Research talk:Newcomer task suggestions/Work log/2014-09-30
Add topicTuesday, September 30th
[edit]Today, I'm generating data to address the following question:
How do the types of edits made in each condition differ?
- Compare proportion of main namespace edits between conditions.
- Compare the rate of section edits between conditions (parse comment).
- Compare the # of bytes changed between conditions (rev_len - parent.rev_len).
- Compare the length of pages at at the time edit between conditions (parent.rev_len).

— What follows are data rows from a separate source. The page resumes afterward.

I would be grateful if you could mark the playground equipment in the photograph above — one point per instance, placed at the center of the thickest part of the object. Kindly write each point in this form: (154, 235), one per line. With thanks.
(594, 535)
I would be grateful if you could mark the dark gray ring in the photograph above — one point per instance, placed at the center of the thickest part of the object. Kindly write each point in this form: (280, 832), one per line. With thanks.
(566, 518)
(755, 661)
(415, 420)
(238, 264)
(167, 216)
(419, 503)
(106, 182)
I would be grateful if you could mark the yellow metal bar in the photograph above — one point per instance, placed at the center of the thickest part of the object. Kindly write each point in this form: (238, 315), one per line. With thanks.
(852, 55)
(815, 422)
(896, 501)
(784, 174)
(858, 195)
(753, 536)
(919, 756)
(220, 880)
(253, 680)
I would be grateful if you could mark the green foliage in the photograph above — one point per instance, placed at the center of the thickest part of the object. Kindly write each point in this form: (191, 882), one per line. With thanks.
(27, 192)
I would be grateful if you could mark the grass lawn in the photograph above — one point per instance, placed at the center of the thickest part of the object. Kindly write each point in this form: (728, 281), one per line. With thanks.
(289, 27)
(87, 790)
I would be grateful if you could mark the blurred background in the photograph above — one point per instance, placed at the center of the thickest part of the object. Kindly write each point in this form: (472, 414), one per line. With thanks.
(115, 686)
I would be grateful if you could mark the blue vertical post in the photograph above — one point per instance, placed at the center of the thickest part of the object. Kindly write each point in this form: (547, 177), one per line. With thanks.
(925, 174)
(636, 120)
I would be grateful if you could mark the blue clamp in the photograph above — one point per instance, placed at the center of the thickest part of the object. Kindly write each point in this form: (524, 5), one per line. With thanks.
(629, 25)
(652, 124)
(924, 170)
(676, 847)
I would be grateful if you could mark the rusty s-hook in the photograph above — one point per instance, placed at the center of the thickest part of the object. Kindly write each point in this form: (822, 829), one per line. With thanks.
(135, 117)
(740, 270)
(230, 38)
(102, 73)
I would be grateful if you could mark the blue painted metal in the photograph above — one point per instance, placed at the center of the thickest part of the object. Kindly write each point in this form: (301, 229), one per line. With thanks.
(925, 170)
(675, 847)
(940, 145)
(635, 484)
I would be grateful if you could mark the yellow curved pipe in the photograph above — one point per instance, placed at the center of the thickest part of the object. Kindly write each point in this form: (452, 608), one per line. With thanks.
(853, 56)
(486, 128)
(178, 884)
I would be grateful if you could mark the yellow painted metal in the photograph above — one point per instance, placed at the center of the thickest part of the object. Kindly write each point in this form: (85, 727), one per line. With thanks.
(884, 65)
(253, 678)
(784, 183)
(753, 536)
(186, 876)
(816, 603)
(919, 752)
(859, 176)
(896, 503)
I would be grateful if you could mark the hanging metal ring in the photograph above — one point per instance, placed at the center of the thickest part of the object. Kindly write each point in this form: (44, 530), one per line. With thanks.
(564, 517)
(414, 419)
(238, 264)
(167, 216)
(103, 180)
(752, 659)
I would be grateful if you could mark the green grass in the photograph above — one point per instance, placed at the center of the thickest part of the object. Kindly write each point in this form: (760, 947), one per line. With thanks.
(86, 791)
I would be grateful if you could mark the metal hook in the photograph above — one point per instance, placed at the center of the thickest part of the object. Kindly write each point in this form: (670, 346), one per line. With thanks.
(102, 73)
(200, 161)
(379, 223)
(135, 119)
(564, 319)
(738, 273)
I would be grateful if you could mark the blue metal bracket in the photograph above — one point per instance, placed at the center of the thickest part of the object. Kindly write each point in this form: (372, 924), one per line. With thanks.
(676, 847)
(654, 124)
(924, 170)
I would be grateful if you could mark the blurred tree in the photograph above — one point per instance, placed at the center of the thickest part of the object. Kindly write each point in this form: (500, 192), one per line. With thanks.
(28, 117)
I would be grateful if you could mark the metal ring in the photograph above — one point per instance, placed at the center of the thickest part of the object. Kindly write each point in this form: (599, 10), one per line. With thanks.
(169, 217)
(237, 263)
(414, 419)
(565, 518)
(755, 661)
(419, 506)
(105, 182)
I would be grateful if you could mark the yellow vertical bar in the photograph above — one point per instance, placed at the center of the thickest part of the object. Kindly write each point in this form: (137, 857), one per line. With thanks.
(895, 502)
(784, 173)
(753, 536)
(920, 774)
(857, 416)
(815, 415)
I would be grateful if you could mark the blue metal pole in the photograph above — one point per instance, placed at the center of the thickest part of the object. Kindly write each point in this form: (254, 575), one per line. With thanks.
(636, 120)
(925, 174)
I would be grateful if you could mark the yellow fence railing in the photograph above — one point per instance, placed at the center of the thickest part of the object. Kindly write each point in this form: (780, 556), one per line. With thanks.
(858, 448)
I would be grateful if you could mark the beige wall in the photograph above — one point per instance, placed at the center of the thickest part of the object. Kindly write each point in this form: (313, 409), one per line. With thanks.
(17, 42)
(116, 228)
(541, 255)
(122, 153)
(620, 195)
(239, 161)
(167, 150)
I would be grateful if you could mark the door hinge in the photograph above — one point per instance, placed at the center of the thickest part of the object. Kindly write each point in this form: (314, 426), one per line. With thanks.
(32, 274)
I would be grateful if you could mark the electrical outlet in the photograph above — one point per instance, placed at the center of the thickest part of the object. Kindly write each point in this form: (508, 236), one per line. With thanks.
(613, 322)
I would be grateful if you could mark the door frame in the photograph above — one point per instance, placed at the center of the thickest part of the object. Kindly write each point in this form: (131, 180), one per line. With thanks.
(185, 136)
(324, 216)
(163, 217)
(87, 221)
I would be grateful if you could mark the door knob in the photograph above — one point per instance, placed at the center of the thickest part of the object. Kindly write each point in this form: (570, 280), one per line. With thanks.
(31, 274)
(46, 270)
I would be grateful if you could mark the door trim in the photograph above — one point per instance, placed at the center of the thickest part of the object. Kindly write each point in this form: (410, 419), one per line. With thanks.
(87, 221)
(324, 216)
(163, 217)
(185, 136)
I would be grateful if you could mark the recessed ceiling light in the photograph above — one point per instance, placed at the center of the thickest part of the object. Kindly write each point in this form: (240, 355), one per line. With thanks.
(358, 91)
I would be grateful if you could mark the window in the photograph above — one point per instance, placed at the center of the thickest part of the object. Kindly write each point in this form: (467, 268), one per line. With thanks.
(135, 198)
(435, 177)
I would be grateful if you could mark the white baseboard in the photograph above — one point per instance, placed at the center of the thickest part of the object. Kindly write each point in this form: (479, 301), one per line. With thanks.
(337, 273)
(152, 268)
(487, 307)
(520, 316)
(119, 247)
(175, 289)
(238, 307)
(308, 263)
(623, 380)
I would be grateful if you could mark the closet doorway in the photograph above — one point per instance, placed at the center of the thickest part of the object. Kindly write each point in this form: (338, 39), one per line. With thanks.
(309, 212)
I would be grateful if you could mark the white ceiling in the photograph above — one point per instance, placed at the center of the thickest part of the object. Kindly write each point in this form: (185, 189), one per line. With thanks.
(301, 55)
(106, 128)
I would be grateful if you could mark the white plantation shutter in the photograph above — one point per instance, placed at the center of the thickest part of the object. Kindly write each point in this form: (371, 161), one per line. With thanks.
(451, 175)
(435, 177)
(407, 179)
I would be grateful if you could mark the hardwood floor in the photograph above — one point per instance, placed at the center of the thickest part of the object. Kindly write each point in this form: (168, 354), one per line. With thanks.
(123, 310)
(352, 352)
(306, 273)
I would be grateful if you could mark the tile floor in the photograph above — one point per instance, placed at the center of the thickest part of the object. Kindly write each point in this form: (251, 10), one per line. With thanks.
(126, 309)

Here are the queries I came up with:
experimental_user_revision
|
---|
SELECT
DATABASE() AS wiki,
user_id,
revision.rev_id,
revision.rev_comment,
page_namespace,
CAST(revision.rev_len AS INT) -
CAST(IFNULL(parent.rev_len, 0) AS INT) AS bytes_changed,
IFNULL(parent.rev_len, 0) AS previous_bytes
FROM staging.tr_experimental_user
INNER JOIN revision FORCE INDEX (user_timestamp) ON
user_id = rev_user AND
revision.rev_timestamp BETWEEN
user_registration AND
DATE_FORMAT(DATE_ADD(user_registration, INTERVAL 7 DAY),
"%Y%m%d%H%i%S")
LEFT JOIN revision parent ON
parent.rev_id = revision.rev_parent_id
INNER JOIN page ON
revision.rev_page = page_id
WHERE
wiki = DATABASE();
|
experimental_user_edit_stats
|
---|
SELECT
wiki,
user_id,
SUM(rev_id IS NOT NULL) AS revisions_saved,
SUM(page_namespace = 0) AS mainspace_edits,
SUM(rev_comment LIKE "/* % */%") AS main_section_edits,
SUM(IF(page_namespace = 0 AND bytes_changed > 0, bytes_changed, 0)) AS
main_bytes_added ,
SUM(IF(page_namespace = 0 AND bytes_changed < 0, bytes_changed, 0)) AS
main_bytes_removed,
SUM(bytes_changed) AS main_bytes_changed,
AVG(IF(page_namespace = 0, previous_bytes, NULL)) AS
mean_mainspace_previous_bytes
FROM staging.tr_experimental_user
INNER JOIN staging.tr_experimental_user_revision USING (wiki, user_id)
GROUP BY wiki, user_id;
|
The first query was hell to optimize. Suffice it to say that MySQL needed to be coerced into using an index through the removal of another. See [1] if you are curious.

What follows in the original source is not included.